Despite Kennedy’s stated intentions, the discordance between his previous remarks and recent actions is alarming. During his congressional confirmation hearings, Kennedy emphasized adherence to science and prioritizing public health; however, he recently removed federal recommendations for seven childhood vaccines, a move broadly criticized by the scientific community. Who is to say that he will not conduct the same overhaul of the addiction treatment system?

These concerns are particularly salient given the addiction treatment system is already siloed and lacking regulatory oversight, which is epitomized by what is colloquially referred to as the Florida Shuffle. The Florida Shuffle describes a cycle between treatment and return to use, often with no demarcation. PWUD learn how to use drugs within a system ostensibly intended to keep them safe. This cycle is intentional and motivated by the “liquid gold rush,” which refers to the massive profits that self-proclaimed addiction treatment centers can incur by conducting urine drug testing regularly due to the absence of standardized oversight. A patient undergoing urine drug testing three times a week can generate $20,000 in billable claims per month, which has led to facilities competing for patients with incentives including iPhones, gift cards, and rent assistance.
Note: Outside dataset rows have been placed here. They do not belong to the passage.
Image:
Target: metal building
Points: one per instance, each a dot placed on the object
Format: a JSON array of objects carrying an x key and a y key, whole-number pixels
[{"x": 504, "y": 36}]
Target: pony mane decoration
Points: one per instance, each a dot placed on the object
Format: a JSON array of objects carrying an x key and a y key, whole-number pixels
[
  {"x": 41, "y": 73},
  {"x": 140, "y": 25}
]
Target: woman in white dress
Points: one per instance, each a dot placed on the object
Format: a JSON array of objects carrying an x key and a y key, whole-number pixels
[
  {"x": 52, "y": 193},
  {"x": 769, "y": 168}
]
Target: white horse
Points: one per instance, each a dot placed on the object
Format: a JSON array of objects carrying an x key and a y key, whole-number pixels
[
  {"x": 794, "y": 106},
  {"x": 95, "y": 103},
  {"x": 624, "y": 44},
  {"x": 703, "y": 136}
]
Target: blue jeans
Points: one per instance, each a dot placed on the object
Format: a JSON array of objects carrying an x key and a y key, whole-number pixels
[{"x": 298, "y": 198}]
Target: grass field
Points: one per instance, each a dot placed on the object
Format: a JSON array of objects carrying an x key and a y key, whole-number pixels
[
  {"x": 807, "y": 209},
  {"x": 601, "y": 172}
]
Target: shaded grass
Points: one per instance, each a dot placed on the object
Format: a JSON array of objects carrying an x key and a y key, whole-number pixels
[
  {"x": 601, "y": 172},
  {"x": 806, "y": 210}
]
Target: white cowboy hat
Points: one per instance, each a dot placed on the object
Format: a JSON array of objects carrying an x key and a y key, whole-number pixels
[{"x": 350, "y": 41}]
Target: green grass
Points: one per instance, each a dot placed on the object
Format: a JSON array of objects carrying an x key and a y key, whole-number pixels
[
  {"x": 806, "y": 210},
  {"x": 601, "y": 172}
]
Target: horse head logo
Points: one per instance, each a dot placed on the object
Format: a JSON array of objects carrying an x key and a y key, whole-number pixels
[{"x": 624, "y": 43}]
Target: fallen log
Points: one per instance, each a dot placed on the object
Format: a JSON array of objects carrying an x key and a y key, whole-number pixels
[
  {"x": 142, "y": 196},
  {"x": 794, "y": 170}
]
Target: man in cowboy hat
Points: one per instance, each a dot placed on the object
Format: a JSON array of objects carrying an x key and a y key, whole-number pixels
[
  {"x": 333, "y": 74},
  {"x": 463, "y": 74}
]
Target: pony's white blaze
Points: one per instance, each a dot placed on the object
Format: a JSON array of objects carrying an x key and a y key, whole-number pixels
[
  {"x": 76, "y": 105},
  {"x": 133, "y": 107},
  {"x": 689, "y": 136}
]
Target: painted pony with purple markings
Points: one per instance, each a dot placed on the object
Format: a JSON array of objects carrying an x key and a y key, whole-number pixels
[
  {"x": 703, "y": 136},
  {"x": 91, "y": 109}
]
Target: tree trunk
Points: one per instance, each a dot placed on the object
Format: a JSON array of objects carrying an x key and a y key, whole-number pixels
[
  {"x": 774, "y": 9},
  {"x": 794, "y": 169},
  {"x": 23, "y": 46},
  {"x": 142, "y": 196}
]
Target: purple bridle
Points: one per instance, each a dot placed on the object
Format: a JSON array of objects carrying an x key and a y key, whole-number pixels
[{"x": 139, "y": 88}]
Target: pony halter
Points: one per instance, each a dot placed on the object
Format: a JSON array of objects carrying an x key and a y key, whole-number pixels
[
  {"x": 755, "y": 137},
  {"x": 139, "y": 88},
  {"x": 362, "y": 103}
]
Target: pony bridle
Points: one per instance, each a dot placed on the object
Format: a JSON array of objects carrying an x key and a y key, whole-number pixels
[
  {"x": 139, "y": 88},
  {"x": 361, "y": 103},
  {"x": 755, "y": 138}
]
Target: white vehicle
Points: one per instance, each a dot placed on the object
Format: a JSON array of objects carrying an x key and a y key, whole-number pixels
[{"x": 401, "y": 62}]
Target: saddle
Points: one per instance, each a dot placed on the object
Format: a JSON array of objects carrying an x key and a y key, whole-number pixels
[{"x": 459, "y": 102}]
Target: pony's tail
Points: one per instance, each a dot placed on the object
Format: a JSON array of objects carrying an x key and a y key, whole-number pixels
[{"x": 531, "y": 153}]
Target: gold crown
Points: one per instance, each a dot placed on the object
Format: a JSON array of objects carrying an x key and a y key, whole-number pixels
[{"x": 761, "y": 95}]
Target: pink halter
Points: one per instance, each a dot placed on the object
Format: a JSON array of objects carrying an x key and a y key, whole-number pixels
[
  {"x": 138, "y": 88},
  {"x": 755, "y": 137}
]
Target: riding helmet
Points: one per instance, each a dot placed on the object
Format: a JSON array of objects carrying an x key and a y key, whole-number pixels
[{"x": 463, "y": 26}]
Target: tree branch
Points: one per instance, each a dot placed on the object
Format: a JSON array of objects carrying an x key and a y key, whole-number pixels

Just as PWUD are commodified for their urine and having their mental and physical health, in addition to their human dignity, ignored, could the implementation of Kennedy’s conception of Patrignano exacerbate these preexisting issues, with unpaid labor becoming more normalized in treatment settings?

With the enumerated issues, what can we do? We could wait for everything to go back to whatever “normal” is now in America. However, this is not a purely political issue, as proper comprehensive care for PWUD is a contemporary issue that has been largely dealt with insufficiently on a bipartisan level. One evidence-based approach that has been underutilized is harm reduction, a framework that acquiesces that, for better or worse, people are going to use drugs, and that minimizing harm and preserving human dignity supersede institutional paternalism. Harm reduction ranges across a spectrum from abstinence to continued substance use with the least possible harm. From this perspective, participation in residential programs like Patrignano may be appropriate for some, but it should never be the only option. A core aim of harm reduction is to save lives and protect the health of everyone in our communities, but perhaps even more importantly, its intent is to help others realize that PWUD deserve to be alive, happy, and healthy, not until they are in treatment, but simply because they are human. Two examples of harm reduction services include sterile syringe programs (SSPs) and safe injection sites (SIS). At SSPs, PWUD are provided supplies to reduce the incidence of overdose morbidity and mortality and the acquisition of skin and soft-tissue infections and common transmissible viruses, such as hepatitis and HIV, among others. SIS allow PWUD to bring pre-obtained substances and use them within a controlled clinical environment, with health care staff available to provide advice and overdose reversal services if necessary.

Patrignano represents one model of addiction treatment, and while some participants report benefits, its limitations and ethical concerns are well-documented. The central issue is not whether such a model should exist, but rather how Secretary Kennedy will implement its most problematic elements in a way that ignores human dignity and evidence-based medicine, in addition to exacerbating the already fragmented and predatory addiction treatment system. There is no singular solution, but expanding harm reduction utilization would go a long way in reducing stigma and respecting personhood, in addition to following evidence-based care.

Gary McMurtrie and Abhijay Mudigonda are medical students.